In another case, a full-time firefighter was shot twice in the chest. The victim incurred considerable medical expenses and lost wages as a result of the attack. Crime Victim Compensation reimbursed the victim $3,000 for medical expenses, but had to suspend an additional $18,000 until after July. The victim had to get a loan to pay off his remaining medical bills so they wouldn't be turned over to collection.
This simply isn't good enough. The innocent men, women and children hurt by assault, rape, domestic violence, child abuse, drunk driving and homicide deserve our compassion and support n not excuses.

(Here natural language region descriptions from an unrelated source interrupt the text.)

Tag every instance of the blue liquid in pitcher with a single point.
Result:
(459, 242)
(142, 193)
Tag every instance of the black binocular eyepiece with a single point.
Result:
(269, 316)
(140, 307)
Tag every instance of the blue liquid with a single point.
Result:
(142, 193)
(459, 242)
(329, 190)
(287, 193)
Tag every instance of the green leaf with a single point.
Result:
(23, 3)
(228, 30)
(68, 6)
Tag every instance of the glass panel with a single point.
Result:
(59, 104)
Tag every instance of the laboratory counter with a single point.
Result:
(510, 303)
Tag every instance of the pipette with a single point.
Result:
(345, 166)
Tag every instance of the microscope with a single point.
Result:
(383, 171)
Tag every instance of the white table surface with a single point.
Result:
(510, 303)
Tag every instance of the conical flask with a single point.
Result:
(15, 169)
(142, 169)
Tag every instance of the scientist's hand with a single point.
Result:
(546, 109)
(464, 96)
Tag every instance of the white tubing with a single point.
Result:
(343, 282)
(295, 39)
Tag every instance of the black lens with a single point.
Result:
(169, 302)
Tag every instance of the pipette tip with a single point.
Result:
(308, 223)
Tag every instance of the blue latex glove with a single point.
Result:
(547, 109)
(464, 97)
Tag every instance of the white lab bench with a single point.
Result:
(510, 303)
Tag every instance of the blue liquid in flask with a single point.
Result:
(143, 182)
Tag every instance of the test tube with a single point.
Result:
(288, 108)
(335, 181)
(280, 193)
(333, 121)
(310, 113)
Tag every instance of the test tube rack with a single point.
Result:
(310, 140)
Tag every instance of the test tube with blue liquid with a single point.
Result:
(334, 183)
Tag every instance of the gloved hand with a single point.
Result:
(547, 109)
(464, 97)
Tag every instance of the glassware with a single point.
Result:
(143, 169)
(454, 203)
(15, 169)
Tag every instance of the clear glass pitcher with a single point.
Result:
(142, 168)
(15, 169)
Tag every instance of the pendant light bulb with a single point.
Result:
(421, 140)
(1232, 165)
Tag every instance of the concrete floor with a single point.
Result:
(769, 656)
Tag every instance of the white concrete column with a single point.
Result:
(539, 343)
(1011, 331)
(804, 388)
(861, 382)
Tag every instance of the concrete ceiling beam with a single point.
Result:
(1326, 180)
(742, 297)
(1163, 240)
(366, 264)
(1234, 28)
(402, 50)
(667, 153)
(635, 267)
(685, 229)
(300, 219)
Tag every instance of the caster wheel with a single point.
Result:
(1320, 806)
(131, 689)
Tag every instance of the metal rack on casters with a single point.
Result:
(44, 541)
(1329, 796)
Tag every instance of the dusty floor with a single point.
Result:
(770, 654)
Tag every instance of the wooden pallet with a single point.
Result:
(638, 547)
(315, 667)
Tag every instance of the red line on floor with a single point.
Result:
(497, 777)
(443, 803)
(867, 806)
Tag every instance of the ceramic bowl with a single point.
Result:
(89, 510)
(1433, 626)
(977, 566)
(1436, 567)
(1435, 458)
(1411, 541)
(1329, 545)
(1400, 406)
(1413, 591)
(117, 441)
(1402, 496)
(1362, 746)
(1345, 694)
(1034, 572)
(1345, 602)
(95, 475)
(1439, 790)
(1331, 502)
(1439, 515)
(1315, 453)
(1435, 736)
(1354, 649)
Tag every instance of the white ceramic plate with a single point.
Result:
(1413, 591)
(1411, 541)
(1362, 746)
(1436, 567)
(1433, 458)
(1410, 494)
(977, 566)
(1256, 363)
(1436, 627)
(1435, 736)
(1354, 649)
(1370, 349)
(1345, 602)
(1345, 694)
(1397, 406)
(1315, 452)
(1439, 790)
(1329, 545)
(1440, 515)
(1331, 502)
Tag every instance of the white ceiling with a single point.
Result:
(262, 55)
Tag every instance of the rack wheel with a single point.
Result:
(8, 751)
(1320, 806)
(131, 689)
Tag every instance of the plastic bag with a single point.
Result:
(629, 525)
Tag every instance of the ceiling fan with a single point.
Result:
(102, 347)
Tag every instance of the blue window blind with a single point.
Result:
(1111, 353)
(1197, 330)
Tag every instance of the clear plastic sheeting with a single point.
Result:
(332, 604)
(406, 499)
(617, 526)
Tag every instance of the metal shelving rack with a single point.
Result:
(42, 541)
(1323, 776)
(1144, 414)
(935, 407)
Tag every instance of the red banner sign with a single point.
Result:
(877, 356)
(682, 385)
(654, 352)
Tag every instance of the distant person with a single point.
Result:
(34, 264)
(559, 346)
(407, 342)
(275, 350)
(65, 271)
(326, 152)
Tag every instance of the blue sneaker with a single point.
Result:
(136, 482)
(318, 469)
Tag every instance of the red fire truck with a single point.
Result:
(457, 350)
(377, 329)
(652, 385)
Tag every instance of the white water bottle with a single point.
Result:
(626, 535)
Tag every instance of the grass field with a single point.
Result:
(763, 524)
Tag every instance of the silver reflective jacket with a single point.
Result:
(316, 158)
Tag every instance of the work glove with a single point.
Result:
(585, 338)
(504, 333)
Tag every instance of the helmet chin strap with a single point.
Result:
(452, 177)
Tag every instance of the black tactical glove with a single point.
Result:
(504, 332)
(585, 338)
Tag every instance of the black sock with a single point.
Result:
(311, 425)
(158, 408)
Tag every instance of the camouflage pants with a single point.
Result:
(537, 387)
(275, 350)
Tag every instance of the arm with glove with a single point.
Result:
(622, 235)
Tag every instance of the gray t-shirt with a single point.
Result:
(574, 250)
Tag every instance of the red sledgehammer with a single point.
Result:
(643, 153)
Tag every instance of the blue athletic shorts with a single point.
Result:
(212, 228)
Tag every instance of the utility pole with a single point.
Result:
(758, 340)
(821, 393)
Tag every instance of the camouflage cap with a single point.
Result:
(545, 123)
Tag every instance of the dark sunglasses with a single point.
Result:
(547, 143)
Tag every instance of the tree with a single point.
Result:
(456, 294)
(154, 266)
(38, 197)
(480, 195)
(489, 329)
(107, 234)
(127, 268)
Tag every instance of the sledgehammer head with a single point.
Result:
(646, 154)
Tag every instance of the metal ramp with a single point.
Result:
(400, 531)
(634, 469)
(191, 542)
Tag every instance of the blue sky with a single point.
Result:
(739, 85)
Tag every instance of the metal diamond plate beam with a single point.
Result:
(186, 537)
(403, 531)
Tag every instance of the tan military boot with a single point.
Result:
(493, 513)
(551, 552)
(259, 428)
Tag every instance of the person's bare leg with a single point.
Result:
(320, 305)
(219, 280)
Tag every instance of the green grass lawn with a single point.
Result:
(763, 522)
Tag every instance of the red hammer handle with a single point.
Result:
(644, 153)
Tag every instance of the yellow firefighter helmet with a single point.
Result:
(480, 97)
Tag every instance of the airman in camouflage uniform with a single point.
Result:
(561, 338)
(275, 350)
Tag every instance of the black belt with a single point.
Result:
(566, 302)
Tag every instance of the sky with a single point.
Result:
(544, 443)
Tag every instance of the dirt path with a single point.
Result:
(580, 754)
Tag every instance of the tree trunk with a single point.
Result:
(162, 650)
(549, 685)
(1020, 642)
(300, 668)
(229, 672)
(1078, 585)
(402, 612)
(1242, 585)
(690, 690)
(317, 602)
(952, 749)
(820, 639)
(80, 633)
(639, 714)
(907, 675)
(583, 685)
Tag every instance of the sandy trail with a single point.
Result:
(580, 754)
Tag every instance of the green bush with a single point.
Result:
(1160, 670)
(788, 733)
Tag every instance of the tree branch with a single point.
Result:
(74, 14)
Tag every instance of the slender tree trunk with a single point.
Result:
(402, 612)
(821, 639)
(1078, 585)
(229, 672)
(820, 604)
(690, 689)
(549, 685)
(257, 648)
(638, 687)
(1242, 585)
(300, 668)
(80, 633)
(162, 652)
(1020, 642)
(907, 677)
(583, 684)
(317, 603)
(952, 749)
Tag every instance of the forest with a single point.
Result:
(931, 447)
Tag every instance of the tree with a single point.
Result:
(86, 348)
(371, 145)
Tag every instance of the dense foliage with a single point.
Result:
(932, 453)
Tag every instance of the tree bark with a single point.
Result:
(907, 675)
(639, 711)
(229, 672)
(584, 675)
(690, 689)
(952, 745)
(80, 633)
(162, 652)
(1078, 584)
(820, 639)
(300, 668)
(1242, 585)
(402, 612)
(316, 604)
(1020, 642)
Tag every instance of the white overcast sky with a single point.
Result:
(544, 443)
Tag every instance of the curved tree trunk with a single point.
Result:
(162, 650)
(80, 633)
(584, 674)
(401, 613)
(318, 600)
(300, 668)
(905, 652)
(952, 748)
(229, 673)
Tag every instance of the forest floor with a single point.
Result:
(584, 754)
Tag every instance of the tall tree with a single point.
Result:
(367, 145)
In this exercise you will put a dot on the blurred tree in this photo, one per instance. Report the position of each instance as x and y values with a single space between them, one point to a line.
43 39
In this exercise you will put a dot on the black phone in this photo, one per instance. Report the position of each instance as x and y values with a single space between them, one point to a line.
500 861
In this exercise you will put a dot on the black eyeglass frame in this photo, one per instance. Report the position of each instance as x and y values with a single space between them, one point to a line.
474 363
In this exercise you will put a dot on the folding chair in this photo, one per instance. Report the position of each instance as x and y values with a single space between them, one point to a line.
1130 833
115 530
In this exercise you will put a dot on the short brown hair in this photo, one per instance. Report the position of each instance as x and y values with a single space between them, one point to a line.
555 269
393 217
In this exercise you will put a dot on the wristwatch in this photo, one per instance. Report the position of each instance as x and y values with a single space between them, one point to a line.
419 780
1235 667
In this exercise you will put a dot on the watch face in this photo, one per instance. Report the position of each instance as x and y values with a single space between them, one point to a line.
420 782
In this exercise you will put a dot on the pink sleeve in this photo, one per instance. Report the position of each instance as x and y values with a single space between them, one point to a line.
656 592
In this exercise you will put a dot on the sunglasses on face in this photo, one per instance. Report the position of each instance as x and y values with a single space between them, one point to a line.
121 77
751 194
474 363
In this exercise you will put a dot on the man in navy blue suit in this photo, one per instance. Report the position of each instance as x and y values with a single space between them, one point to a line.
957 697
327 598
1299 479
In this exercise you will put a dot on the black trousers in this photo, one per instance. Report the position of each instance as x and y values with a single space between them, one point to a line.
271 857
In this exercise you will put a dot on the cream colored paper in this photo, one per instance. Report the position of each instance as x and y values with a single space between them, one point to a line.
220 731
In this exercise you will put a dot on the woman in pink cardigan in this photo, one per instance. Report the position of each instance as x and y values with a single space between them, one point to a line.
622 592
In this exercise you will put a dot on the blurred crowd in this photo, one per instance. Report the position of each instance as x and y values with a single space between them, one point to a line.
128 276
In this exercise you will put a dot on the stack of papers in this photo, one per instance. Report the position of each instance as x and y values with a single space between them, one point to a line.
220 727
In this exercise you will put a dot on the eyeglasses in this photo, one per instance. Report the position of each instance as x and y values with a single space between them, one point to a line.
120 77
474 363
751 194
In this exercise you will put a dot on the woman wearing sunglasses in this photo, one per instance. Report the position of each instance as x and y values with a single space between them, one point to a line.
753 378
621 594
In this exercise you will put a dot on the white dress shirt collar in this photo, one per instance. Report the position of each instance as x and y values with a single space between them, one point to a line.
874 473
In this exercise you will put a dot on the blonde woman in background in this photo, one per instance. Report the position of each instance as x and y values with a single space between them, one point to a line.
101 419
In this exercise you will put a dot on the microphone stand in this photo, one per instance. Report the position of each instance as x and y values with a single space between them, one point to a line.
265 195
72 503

For the past two legislative sessions, the Department of Justice has unsuccessfully asked the Montana Legislature to increase the program's funding by approximately $200,000 a year. This increase in state funds would also generate more federal funding for Montana crime victims. The federal government matches any dollars contributed by the state to the Crime Victim Compensation program at the rate of 60 percent. As a result, a $200,000 increase in state funding would be matched by approximately $120,000 more a year in federal funding.
Unfortunately, even with additional state funding, Crime Victim Compensation will still need a one-time supplemental appropriation to catch up. As of June 24, because it has had to "rob Peter to pay Paul" for so many years, the program has a backlog of $580,000 in unpaid claims.
Between now and the start of the next session, I urge Montanans to remember the victims in their communities and raise the issue of adequately funding the Crime Victim Compensation program with their representatives.
Mike McGrath is Montana's Attorney General. He writes from Helena.